Millennial Mija makes tour stop at West


Osborne Earl Smith

Los Angeles-based Chicana poet and activist, Angela Aguirre, left, addresses the audience while sophomore AVID students listen to her.

Kinsley Mahan, Staff Writer

Los Angeles-based Chicana poet and activist Angela Aguirre made a tour stop at the Greeley West library on Tuesday. 

Aguirre, the self-proclaimed “homegirl with a message,” is known by many as the Millennial Mija. She flew out to Greeley this week in a partnership with the High Plains Library District and spoke to a group of AVID and poetry students about something near and dear to her heart. 

“I just really wanted to bring a message of hope and empowerment to youth,” Aguirre emphasized. 

Aguirre started the hour by speaking about her ancestors. She reminisced about her parents, especially her father, who inspired her to do what she does so well today. His own civil activism, knowing where you come from, and public speaking prompted her to get out into the world to share her “Palabra,” her word, and continue that chain of inspiration and empowerment. 

During her presentation, Aguirre also read a few of her poems out of her book, Confessions of a Firework, among them one about a daughter who lost her father, “Dear, Angela,” a letter to herself when she was feeling suicidal, and the crowd-favorite, “Chingona Fire.”

The Millennial Mija reached many students and teachers, with powerful messages about love and loss, depression and anxiety, and female empowerment.  The idea of being able to love and accept yourself was an essential part of her poetry and her message.
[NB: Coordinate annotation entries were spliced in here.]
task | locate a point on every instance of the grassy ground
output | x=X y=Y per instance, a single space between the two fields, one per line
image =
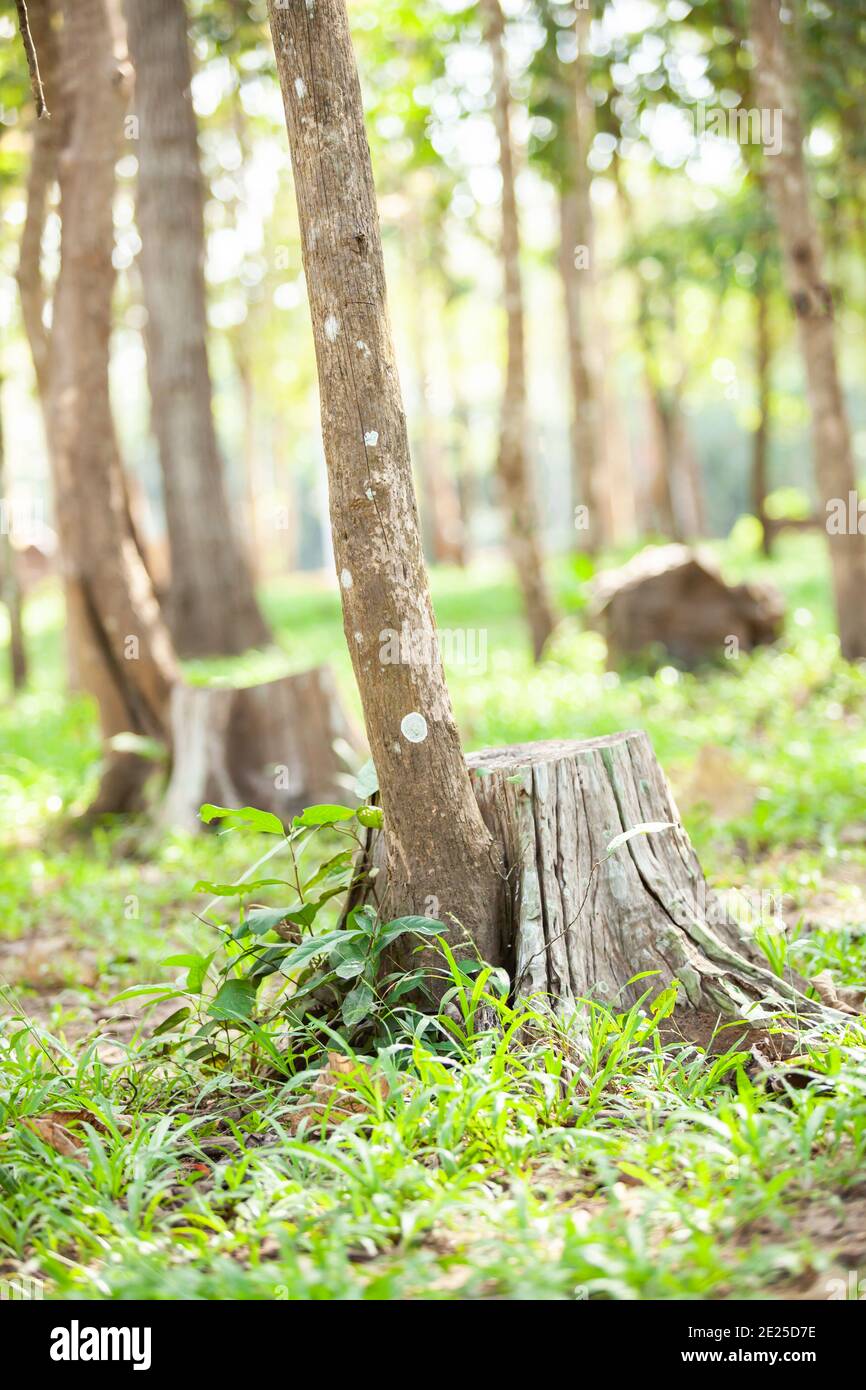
x=601 y=1161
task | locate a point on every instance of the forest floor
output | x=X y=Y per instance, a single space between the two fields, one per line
x=466 y=1165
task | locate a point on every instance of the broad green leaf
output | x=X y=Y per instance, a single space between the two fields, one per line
x=263 y=820
x=235 y=1000
x=348 y=959
x=238 y=890
x=167 y=1025
x=357 y=1005
x=421 y=926
x=309 y=948
x=332 y=866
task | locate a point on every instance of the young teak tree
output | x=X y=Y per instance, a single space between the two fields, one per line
x=812 y=299
x=513 y=464
x=584 y=877
x=210 y=606
x=439 y=852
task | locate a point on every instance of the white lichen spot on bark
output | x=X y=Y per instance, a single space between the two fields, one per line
x=413 y=727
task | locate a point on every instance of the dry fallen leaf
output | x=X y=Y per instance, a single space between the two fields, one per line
x=339 y=1091
x=53 y=1132
x=848 y=998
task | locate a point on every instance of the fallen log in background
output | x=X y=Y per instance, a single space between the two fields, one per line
x=676 y=597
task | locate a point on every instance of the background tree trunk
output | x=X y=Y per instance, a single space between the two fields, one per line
x=124 y=651
x=513 y=464
x=10 y=588
x=211 y=606
x=439 y=852
x=577 y=268
x=47 y=139
x=761 y=437
x=584 y=403
x=275 y=747
x=812 y=299
x=441 y=517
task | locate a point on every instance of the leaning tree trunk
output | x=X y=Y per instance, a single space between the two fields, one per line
x=211 y=606
x=513 y=464
x=47 y=139
x=439 y=852
x=124 y=652
x=812 y=299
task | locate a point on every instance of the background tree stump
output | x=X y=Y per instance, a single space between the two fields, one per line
x=581 y=920
x=674 y=597
x=280 y=747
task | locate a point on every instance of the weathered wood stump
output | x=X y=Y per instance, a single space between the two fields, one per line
x=581 y=920
x=275 y=747
x=676 y=597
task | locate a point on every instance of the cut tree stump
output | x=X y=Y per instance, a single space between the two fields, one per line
x=280 y=747
x=581 y=920
x=674 y=597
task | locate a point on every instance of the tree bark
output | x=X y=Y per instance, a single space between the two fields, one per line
x=211 y=606
x=125 y=656
x=584 y=401
x=10 y=588
x=761 y=437
x=513 y=463
x=577 y=239
x=585 y=915
x=439 y=852
x=47 y=138
x=812 y=299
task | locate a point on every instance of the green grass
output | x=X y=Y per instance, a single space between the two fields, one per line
x=606 y=1161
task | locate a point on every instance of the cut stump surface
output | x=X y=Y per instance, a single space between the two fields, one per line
x=584 y=919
Sophomore Raelene Castillo reflected that “she inspired me because people want to shut down confidence and I liked how she said that we won’t be silenced, we won’t be shut down, that it’s okay to be that way.” 

The former teacher made a point to interact with her audience and let the students, especially the young women, know that they are valued, and that their voices are powerful. Aguirre even stayed afterwards to speak with students and hear their stories. 

Aguirre articulated, “The people that came up to me and hugged me and cried- that’s why I came.”